As Greece’s economy recovers and the impact of reforms kicks in, the focus of government policy will shift toward relieving the burden on middle incomes, Greece’s Finance Minister Euclid Tsakalotos said in an interview published by “Avghi” newspaper on Sunday. He also spoke about the government’s negotiating tactics and the benefits resulting from its decision to reject the agreement offered on May 22 and push for a better deal at the next Eurogroup on June 15.
Among these benefits he listed the fact that primary surplus targets were now “locked in” at 2 pct of GDP, whereas previously they had been “at least 2 pct,” while there had also been a change to the wording concerning debt relief, with Greece’s EU partners now committed to provide debt relief “to the extent it is required” rather than “if necessary”.
Based on the new wording, Tsakalotos said, the need for debt relief measures is given and future discussion will focus on the extent of their implementation, which will depend on clear and quantified criteria. This lifted the uncertainty that accompanied the previous decisions, he added, where the implementation of debt relief retained an element of political negotiation and depended on the political will of all sides, which did not always take Greece’s interests into account.

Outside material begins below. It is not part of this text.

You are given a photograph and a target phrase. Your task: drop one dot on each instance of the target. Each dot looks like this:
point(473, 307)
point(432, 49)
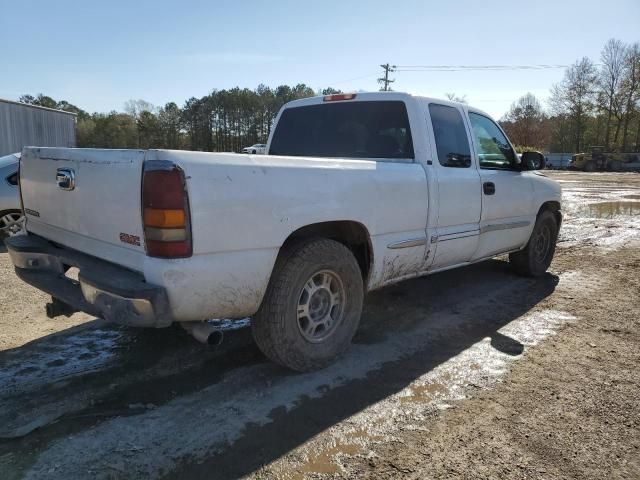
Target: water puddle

Lastly, he said, there was greater clarity regarding the measures for growth, on which the government will now give emphasis.
On relief for middle incomes, Tsakalotos said this might take the form of lower taxes, as was already apparent in the Medium-Term Fiscal Programme voted in Parliament, or actions voted as part of the package of positive measures, which would also impact significant sections of the middle classes.
Asked about the prospects of Greece joining the European Central Bank (ECB) quantitative easing programme, Tsakalotos expressed his belief that the ECB will clear this up in the near future but declined to give a date for any test return to the markets, noting that this was a technical issue. The effort to gradually relax capital controls was constant, he added.
He confirmed that the Greek side had received “significant help” from France during the recent phase of the negotiations and also that the government hoped to bring about an alliance of the “radical Left with social democracy and the Greens” in Greece.
Regarding the economy, Tsakalotos said that the “fiscal space” that Greece had been given must now be used to “implement a new growth model, which will on the one hand correct injustices and on the other hand allow those hurt by the crisis to experience the benefits of recovery.”